Все сразу навострили уши: как это так?
– А так. Разделим Сафари на две части: на садоводческое товарищество и фермерское братство. Кому что удобней. В первом будет галдёж и голосование руками, во втором – строгая дисциплина и голосование ногами… на выход из братства.
– А смысл, смысл какой в вашем братстве? – недоверчиво вопрошал Заремба.
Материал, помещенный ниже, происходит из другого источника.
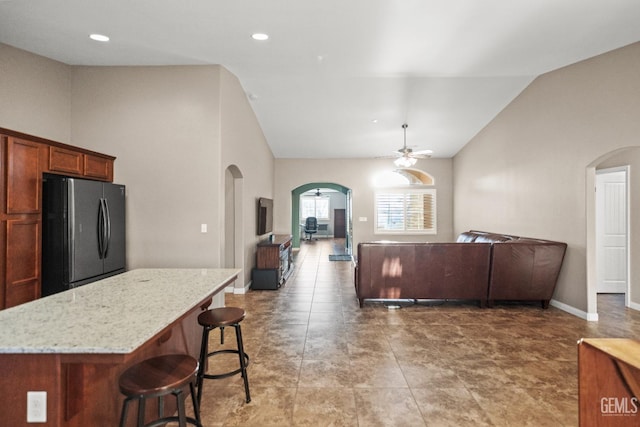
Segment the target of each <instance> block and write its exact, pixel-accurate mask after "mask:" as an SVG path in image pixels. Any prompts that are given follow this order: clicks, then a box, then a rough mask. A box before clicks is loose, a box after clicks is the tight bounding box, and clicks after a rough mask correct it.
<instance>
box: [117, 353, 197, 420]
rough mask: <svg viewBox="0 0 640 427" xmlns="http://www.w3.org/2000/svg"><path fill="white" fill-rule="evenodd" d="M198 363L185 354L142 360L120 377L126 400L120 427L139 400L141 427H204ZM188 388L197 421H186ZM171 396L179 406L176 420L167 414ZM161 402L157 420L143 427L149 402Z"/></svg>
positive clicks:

– Чтобы пожизненно стать каждому человеком вне подозрений. Это как разница между порядочностью и благородством. Порядочный человек из кожи вон лезет, чтобы быть порядочным, а благородный поступает, как хочет, а потом оказывается, что все его поступки порядочны. Надоело хамство, надоело пренебрежение одного человека интересами другого. Хочется другой человеческой породы, живущей по другим законам. Переделывать чужую психологию занятие дурное и неблагодарное, поэтому всё враждебное проще изначально не подпускать к себе. В старину это лучше понимали и прятали детей от чужих глаз. А мы хотим от этого сглаза спрятаться все сообща, чтобы стать на ноги и потом уже личным примером воздействовать на окружающий мир.
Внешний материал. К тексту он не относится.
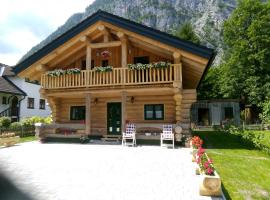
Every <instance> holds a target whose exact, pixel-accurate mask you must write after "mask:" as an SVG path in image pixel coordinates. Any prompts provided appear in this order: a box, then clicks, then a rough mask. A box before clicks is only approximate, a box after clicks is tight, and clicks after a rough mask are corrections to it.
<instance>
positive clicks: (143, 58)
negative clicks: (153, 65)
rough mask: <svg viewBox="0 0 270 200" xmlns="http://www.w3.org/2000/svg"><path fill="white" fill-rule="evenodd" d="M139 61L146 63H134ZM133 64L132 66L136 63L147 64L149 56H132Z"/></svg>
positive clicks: (149, 58)
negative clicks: (142, 61) (141, 59)
mask: <svg viewBox="0 0 270 200" xmlns="http://www.w3.org/2000/svg"><path fill="white" fill-rule="evenodd" d="M140 59H142V60H144V61H147V62H136V60H140ZM133 63H134V64H137V63H141V64H149V63H150V57H149V56H134V58H133Z"/></svg>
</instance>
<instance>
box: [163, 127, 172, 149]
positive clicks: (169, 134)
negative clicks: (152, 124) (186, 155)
mask: <svg viewBox="0 0 270 200" xmlns="http://www.w3.org/2000/svg"><path fill="white" fill-rule="evenodd" d="M164 140H166V141H170V140H171V141H172V147H173V149H174V133H173V125H171V124H170V125H163V131H162V133H161V134H160V146H161V147H164V146H166V147H167V146H168V145H167V144H166V145H165V144H164Z"/></svg>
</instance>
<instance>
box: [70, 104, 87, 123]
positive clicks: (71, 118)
mask: <svg viewBox="0 0 270 200" xmlns="http://www.w3.org/2000/svg"><path fill="white" fill-rule="evenodd" d="M70 120H85V106H71V107H70Z"/></svg>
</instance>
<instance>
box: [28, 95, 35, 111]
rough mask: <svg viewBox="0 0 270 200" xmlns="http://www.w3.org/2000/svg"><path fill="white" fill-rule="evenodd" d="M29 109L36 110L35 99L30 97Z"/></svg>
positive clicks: (28, 98) (29, 99)
mask: <svg viewBox="0 0 270 200" xmlns="http://www.w3.org/2000/svg"><path fill="white" fill-rule="evenodd" d="M27 108H30V109H34V108H35V99H34V98H30V97H28V99H27Z"/></svg>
Момент был решающим. И хоть слов о разрядах и рангах произнесено не было, все прекрасно понимали, что означает эта распахнутая калитка в параллельное садоводческое товарищество. Переступил – и окажешься для нас совершенно чужим человеком, не переступил – будь любезен, безоговорочно подчиняйся установленным порядкам.
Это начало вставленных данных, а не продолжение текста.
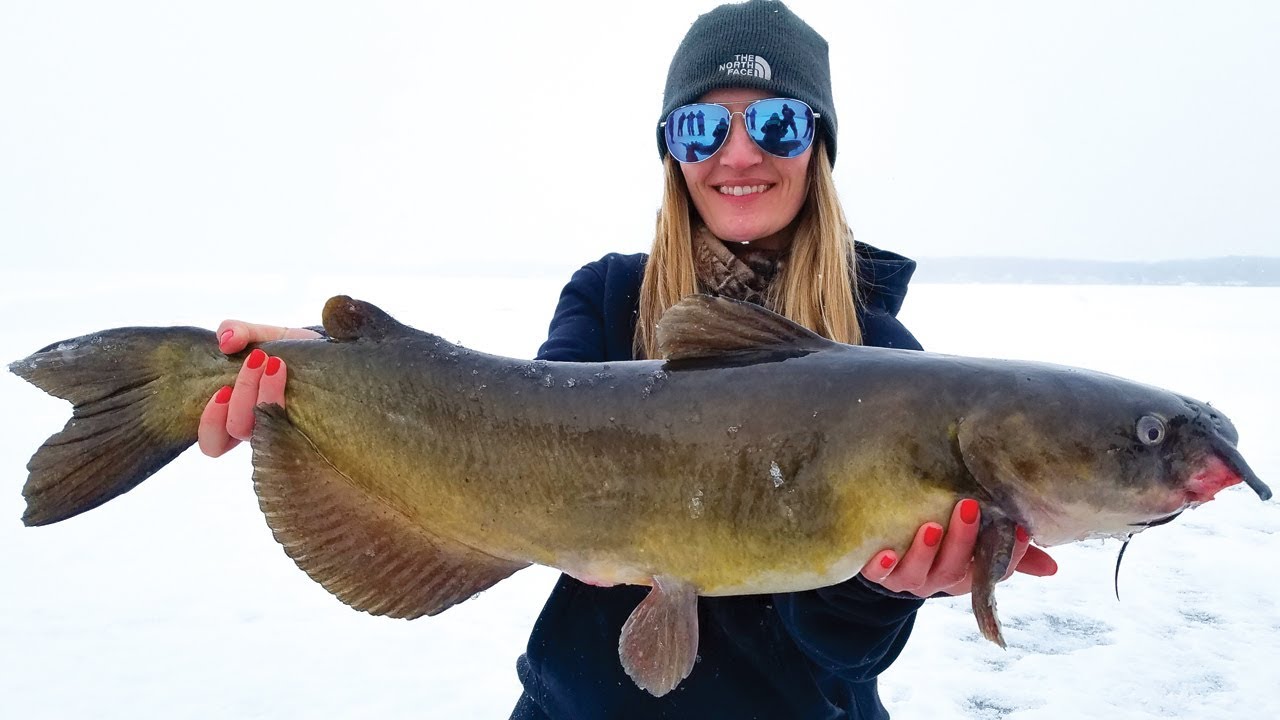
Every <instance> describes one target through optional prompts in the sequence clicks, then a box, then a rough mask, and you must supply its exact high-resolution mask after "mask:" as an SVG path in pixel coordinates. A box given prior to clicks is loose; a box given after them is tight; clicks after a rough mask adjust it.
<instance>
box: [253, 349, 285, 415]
mask: <svg viewBox="0 0 1280 720" xmlns="http://www.w3.org/2000/svg"><path fill="white" fill-rule="evenodd" d="M288 377H289V369H288V368H285V366H284V360H280V359H279V357H268V359H266V364H265V365H262V380H261V382H260V383H259V386H257V404H259V405H279V406H280V407H284V382H285V380H287V379H288Z"/></svg>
И опять же прямого ответа по сафарийскому обыкновению никто не требовал. Зачем говорить человеку в глаза неприятное, гораздо удобней дать ему самому найти предлог деликатно выскользнуть за дверь, пожав всем сердечно руки.
Когда же неофиты стали выяснять конечную цель предлагаемой братской жизни, то тут им был тоже дан вполне определённый ответ о будущем Сафари.
– Необходимо восстановить связь времён, – негромкий Пашкин голос отчётливо звучал в стенах Командорского дома. – Чтобы у каждого человека было и прошлое, и будущее. Максимум, что может о себе рассказать каждый из нас, это то, что его дед достойно воевал во время войны. И всё! А о будущем детей – что они без блата с первой попытки поступили в институт. Вам нравится такая убогость? Мне – нет. Пока человек блюдет только свои сиюминутные интересы, его настоящая жизнь ещё не начиналась. Поэтому Сафари – это попытка выстроить такую общинную структуру, когда все отвечают за каждого, а каждый отвечает за всех, причём в максимально деликатной форме.
– Это что-то вроде монашеского ордена со своим уставом? – захотел уточнить Заремба.
– Монашеский устав вовсе не деликатная форма. Поэтому письменных предписаний, что делать, а что не делать у нас никогда не будет. Всё должно происходить естественным, а не формальным порядком.
– Что, даже ритуала посвящения в братство не будет? – поинтересовался Адольф.
Пашка чуть призадумался.
– Захотим – будет, не захотим – не будет. Если мы прямо сейчас обсудим, как всё именно у нас будет происходить, то сразу поставим на нашем Сафари большой жирный крест. Чем меньше мы обо всём этом будем говорить вслух, тем лучше. Я же говорю: всё должно происходить естественным порядком.
– Что же вот так просто будем сидеть и ждать, когда братская лепота сама посетит нас? – не отставал директор зверосовхоза.
– Два закона братства уже, кажется, сформированы и всеми приняты, – Воронец выглядел даже довольным его настойчивостью. – Это образованность и семейственность. Хочешь конкретно, вот тебе конкретно. Сафари должно превратиться в университетский кампус, где все сафарийцы станут «просвещенными казаками», совмещая труд на земле вместо военной службы с непременным профессорским преподаванием. Мол, если ты ведёшь достойный образ жизни, стремишься к постоянному самообразованию, да ещё сам родил хоть одного ребенка, то тебе по силам обучать и любых школьников со студентами.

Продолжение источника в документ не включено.